Moreover, the NIH paper itself tells us that the Parkinson’s study was assuredly not why NIH investigators chose the EEfRT. The real reason was that they were hoping that it would give them an opening to claim that ME patients only believe they cannot exert themselves when they actually can. We know this because the NIH paper’s Supplementary Results (page 9) expressly tell us the investigators’ reason for including the EEfRT testing in the study:
“Alterations in the “sense of effort” have been reported in the literature.”
The citations for that statement are three papers asserting that ME patients suffer from a disturbed or elevated sense of effort:
• “Is the chronic fatigue syndrome best understood as a primary disturbance of the sense of effort?” (citing several papers by Wessely and cognitive-behavioral-therapy and graded-exercise-therapy cheerleader and Wessely soulmate, Sharpe)

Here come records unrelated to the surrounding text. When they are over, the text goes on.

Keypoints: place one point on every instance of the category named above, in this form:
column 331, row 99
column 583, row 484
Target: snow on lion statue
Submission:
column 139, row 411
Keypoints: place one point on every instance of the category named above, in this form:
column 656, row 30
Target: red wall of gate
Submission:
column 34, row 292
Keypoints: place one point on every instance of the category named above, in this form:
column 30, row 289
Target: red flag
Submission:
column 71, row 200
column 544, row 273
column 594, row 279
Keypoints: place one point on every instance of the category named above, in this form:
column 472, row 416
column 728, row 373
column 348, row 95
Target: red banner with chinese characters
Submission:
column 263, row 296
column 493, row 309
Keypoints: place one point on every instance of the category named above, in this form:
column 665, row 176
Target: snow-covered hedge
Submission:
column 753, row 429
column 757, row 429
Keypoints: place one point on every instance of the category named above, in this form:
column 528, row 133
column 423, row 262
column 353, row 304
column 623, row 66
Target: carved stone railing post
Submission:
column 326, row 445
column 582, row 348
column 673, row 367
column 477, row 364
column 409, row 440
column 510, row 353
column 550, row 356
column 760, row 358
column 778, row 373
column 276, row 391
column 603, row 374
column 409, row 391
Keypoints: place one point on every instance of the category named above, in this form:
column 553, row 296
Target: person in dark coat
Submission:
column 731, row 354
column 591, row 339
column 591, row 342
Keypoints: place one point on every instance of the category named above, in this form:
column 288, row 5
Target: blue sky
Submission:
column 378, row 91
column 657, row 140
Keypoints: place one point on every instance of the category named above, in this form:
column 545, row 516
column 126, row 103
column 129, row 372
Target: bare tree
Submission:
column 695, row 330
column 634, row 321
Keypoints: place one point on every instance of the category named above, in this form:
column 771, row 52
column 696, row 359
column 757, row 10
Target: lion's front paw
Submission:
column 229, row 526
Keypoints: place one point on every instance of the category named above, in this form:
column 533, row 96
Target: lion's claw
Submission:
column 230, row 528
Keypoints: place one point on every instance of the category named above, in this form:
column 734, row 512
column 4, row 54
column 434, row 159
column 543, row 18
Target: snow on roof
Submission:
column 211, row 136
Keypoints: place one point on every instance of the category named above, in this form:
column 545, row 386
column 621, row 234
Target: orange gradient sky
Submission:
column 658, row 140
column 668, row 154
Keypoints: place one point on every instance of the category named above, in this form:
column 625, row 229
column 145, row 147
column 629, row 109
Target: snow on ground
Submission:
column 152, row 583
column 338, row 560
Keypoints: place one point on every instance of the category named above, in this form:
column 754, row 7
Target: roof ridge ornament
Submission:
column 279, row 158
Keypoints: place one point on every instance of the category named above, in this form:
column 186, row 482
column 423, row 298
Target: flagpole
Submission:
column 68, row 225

• “Perception of cognitive performance in patients with chronic fatigue syndrome”
Here are some claims and suggestions from those papers:
• There is no muscle weakness in ME patients.
• “It has been empirically established that the clinical course of CFS can be modified by cognitive-behavioral therapy … to correct the reduced physical fitness resulting from excessive rest and ‘dysfunctional attitude to exercise'” (citing Sharpe). The authors celebrate that the alleged “benefits [of cognitive-behavioral therapy] continue to accrue after stopping formal treatment.” (Remember that the NIH authors claim that what allegedly defines ME, Effort Preference, is what leads to deconditioning and functional capacity in ME patients.)
• Re-education of ME patients in the area of motor function was suggested. (This gives definite Lightning Process vibes.)
• ME patients suffer from “cognitive distortions” by having an “impossibly high standard of … performance”—both their own performance and what normal performance should look like.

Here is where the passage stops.